Y no se declaraba a Varenka, demorando la declaración todos los días, lo que enojaba mucho a la directora y a nuestras señoras. Seguía siempre reflexionando, sobre los deberes y las responsabilidades que lleva consigo el matrimonio. Sin embargo, se paseaba todos los días con Varenka, acaso considerándolo un deber en su situación. Y todos los días venía a mi casa para hablar más y más de la importancia del paso que se disponía a dar. Probablemente hubiese acabado por decidirse y se hubiera declarado a Varenka, contrayendo uno de esos matrimonios estúpidos, insensatos, ¡que son tan frecuentes!, si no hubiera sobrevenido un escándalo colosal, como dicen los alemanes.

Conviene advertir que el hermano, Kovalenko, aborrecía a Belikov desde que le fue presentado. «No concibo —decíanos, encogiéndose de hombros— cómo pueden ustedes soportar a este espía, a este tipo repugnante.
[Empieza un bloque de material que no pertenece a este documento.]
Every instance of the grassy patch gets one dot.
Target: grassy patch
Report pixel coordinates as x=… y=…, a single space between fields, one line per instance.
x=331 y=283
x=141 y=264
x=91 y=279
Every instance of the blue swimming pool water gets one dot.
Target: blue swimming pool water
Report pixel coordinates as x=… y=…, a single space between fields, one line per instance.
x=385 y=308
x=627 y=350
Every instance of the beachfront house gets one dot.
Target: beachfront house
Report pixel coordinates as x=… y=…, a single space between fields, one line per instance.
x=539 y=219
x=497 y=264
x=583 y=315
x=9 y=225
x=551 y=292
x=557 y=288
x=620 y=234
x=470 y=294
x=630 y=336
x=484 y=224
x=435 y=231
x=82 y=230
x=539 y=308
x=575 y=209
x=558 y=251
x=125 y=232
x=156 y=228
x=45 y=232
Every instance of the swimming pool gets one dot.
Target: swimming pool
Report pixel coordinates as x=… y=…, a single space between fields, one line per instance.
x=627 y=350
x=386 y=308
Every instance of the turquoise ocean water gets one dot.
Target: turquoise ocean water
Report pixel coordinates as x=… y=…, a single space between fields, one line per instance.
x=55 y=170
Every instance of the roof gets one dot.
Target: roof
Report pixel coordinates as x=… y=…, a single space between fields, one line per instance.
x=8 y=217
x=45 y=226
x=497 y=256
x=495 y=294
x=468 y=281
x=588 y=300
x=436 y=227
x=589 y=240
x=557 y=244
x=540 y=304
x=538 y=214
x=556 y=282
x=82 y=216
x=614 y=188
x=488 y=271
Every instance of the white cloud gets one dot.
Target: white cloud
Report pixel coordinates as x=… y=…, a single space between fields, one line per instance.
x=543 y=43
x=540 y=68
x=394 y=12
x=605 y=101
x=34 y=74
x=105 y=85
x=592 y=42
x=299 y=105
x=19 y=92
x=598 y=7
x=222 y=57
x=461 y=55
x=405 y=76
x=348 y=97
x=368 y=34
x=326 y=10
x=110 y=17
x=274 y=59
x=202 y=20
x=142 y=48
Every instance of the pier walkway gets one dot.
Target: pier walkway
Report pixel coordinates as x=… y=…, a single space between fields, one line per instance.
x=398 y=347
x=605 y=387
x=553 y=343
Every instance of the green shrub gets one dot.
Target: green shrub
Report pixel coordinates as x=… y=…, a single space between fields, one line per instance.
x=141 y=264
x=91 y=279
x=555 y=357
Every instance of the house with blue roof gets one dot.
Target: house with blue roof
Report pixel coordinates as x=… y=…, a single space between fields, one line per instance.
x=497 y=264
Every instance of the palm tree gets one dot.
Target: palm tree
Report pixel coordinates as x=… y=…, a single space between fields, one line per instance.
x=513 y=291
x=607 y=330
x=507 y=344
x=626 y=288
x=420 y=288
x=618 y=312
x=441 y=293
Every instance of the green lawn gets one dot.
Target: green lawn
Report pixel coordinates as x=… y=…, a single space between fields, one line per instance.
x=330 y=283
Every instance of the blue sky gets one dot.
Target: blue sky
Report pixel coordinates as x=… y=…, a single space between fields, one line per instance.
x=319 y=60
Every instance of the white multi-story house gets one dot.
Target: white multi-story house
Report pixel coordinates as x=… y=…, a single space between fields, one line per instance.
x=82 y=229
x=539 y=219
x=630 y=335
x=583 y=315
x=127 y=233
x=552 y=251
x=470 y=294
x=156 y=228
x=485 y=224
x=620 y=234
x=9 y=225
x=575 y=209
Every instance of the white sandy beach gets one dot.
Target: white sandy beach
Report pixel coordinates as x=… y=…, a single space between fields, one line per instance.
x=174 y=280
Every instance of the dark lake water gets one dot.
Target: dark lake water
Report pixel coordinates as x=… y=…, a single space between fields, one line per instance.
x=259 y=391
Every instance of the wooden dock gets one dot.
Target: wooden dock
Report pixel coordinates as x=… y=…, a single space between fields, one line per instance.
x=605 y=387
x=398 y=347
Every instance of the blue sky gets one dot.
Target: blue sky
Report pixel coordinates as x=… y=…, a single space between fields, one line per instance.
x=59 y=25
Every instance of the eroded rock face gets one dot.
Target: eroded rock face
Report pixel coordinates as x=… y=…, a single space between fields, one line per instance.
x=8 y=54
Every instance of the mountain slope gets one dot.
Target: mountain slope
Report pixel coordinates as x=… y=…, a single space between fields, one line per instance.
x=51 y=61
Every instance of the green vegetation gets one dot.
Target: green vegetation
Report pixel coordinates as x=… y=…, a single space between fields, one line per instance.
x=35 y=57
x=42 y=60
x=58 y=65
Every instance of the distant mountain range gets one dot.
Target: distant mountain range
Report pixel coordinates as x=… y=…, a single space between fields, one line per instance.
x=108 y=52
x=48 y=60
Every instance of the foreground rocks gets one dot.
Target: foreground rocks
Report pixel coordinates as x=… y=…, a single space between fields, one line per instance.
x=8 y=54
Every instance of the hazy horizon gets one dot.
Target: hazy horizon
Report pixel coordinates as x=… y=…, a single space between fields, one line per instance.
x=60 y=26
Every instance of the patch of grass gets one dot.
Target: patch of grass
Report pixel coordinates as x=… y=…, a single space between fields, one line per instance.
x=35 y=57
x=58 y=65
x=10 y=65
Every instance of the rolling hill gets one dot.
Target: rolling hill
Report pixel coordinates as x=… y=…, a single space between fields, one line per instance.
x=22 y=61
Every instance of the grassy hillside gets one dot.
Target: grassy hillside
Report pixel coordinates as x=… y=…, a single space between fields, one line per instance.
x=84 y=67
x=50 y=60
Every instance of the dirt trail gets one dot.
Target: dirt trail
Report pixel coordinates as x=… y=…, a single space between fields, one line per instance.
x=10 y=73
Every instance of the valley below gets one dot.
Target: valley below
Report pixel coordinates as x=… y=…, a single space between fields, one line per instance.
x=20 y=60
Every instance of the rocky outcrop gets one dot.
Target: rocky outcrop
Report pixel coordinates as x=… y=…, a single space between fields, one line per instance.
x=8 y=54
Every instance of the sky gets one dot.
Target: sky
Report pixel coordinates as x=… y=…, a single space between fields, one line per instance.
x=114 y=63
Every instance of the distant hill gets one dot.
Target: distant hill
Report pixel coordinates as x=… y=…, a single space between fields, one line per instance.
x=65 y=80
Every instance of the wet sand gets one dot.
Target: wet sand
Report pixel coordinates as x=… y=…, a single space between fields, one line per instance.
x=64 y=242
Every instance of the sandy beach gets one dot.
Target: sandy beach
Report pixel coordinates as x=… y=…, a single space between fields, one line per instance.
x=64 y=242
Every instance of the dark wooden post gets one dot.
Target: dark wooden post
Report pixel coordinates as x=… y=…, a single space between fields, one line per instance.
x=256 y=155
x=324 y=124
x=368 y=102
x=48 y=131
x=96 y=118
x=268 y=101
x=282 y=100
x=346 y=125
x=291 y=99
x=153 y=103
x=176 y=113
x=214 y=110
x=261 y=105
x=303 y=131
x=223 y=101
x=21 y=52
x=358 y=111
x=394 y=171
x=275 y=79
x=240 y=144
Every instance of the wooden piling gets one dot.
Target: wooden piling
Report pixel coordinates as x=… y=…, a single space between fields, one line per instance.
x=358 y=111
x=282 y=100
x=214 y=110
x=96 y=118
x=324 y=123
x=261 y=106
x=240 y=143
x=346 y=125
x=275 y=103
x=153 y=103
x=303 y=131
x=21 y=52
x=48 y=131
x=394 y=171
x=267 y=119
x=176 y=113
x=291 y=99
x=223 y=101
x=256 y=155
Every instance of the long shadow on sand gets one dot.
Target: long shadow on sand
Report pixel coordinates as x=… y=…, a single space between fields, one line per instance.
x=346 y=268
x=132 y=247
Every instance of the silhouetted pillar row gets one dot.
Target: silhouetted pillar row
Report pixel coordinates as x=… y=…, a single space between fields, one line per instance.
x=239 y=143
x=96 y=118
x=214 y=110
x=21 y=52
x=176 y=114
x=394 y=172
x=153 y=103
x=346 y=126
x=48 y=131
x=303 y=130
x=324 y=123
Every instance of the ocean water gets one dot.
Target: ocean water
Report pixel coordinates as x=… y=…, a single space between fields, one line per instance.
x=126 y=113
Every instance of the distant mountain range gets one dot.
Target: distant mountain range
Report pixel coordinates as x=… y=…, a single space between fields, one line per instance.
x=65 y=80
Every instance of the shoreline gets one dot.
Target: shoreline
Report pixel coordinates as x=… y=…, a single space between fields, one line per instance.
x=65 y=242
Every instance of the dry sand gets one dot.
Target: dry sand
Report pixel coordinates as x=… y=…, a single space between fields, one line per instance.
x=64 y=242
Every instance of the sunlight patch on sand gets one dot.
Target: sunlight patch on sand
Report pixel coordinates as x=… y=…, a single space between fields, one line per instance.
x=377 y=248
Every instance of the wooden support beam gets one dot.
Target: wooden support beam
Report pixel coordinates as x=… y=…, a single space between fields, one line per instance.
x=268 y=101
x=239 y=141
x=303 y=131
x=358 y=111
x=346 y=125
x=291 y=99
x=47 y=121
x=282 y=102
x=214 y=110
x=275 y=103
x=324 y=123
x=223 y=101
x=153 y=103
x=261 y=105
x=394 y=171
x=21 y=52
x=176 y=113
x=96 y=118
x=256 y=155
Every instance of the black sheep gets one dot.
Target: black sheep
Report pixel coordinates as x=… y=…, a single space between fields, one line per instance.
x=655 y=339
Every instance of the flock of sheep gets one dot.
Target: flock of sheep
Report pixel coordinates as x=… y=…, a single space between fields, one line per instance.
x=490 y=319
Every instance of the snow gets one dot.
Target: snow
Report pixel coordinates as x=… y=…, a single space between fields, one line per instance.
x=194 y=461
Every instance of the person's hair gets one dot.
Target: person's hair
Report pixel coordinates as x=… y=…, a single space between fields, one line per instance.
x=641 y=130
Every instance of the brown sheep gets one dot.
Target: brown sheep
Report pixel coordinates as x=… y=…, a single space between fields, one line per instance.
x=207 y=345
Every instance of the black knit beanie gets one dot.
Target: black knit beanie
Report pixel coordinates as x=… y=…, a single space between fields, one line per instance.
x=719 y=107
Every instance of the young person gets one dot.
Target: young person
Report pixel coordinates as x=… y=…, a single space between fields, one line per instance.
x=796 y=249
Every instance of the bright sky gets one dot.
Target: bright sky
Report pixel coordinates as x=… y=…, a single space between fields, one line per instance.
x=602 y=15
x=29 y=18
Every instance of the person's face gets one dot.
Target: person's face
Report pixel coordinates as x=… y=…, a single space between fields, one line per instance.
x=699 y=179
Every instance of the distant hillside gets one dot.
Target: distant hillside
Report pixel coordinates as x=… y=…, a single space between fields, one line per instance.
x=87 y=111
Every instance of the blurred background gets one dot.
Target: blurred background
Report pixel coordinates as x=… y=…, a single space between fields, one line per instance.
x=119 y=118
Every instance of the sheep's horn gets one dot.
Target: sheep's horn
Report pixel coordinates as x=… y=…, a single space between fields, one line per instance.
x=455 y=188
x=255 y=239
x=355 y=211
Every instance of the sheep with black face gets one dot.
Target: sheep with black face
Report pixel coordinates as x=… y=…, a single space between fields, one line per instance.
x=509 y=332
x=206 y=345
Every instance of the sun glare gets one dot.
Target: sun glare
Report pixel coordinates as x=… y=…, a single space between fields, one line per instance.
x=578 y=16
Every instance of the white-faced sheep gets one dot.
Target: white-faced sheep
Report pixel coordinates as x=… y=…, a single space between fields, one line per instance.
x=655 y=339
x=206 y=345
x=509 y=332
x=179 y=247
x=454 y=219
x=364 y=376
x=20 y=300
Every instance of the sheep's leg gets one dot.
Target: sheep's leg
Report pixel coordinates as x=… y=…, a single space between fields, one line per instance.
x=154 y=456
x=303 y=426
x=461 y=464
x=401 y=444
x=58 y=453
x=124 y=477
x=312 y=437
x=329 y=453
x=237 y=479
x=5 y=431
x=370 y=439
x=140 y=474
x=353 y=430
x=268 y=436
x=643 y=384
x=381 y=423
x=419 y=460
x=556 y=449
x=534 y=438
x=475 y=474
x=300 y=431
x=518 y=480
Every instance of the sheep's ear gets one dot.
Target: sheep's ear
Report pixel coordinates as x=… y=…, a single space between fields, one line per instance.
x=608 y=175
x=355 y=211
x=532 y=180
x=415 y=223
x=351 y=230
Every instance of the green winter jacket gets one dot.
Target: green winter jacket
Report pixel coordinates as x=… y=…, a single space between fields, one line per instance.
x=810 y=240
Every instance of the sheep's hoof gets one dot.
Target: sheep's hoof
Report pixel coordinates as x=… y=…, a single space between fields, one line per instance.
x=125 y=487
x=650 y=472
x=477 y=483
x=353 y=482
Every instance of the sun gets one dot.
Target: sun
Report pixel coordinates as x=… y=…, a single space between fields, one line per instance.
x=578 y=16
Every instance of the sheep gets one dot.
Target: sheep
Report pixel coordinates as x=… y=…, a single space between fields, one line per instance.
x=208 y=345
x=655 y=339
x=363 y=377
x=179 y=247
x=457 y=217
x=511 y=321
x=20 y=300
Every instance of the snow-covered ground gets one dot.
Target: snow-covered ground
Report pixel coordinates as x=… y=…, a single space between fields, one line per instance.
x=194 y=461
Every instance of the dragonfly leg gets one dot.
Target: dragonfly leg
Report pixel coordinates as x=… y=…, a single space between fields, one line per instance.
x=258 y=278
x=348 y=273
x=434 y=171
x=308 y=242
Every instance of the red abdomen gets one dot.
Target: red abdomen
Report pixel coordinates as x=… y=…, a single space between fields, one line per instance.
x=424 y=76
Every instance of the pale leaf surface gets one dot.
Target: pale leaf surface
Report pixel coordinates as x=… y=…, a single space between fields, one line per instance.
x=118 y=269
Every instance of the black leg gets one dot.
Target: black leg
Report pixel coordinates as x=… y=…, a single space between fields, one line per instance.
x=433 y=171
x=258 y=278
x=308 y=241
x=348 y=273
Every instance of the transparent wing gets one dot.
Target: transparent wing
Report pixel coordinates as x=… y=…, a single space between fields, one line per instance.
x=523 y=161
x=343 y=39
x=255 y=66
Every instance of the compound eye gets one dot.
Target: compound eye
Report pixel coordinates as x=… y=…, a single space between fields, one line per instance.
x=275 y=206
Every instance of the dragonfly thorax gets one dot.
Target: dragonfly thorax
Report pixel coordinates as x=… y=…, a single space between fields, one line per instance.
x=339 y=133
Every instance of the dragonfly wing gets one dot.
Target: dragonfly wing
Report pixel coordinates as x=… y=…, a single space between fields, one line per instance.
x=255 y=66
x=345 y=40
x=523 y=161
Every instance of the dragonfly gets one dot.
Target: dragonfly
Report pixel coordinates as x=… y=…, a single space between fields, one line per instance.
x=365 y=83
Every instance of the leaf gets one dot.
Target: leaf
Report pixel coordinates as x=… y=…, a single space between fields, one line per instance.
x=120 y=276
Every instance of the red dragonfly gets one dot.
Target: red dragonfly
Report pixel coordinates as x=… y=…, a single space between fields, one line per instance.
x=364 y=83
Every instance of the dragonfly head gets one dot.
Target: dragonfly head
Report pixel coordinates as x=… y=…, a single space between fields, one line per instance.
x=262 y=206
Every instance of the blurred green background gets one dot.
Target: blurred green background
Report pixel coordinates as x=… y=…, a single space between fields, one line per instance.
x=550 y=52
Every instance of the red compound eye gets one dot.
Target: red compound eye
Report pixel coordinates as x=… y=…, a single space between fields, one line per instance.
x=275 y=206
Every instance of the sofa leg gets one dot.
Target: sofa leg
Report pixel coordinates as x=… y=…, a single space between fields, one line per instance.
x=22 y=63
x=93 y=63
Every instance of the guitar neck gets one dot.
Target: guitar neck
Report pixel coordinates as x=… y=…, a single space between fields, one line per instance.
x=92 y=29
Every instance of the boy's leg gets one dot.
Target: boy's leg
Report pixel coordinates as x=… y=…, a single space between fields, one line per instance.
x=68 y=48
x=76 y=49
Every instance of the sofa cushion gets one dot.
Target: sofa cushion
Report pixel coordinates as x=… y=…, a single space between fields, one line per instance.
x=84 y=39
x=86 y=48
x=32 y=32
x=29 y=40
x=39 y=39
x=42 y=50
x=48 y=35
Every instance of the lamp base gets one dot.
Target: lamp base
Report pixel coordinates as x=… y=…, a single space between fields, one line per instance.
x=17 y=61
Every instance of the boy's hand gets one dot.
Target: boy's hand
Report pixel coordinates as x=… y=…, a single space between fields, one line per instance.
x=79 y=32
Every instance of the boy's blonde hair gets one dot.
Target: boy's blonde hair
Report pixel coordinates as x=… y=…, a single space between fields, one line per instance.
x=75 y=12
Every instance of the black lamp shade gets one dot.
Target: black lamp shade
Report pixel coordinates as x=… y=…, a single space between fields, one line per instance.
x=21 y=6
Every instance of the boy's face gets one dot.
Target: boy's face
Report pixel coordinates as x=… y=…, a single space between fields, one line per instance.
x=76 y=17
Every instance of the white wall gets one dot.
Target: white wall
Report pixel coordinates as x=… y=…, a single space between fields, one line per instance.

Es más: no comprendo cómo pueden ustedes vivir en esta madriguera, respirando esta atmósfera densa, maloliente. Este colegio no es una institución de instrucción pública; más bien parece un puesto de policía… No; yo no puedo continuar aquí. Tendré paciencia una temporada y luego me marcharé a mi Ucrania, donde pescaré con caña y les enseñaré a leer y a escribir a los hijos de los campesinos, dejándolos a ustedes aquí en compañía de Judas Belikov». ¡Dios mío, qué tipo!

Algunas veces me preguntaba con tono de enojo: «¿Quiere usted decirme a qué viene a mi casa? ¿Qué se le ha perdido allí? Llega, se sienta y permanece horas enteras mirando en torno suyo y sin decir palabra. ¡Es una cosa insoportable!»

Naturalmente, evitábamos hablarle del matrimonio que su hermana se disponía a contraer con Belikov. Y cuando la directora le insinuó que convendría casar a su hermana con un hombre tan serio y respetable como Belikov, frunció las cejas y gruñó: «Eso no me incumbe. Que se case, si quiere, con una serpiente. No me gusta meterme en lo que no me importa».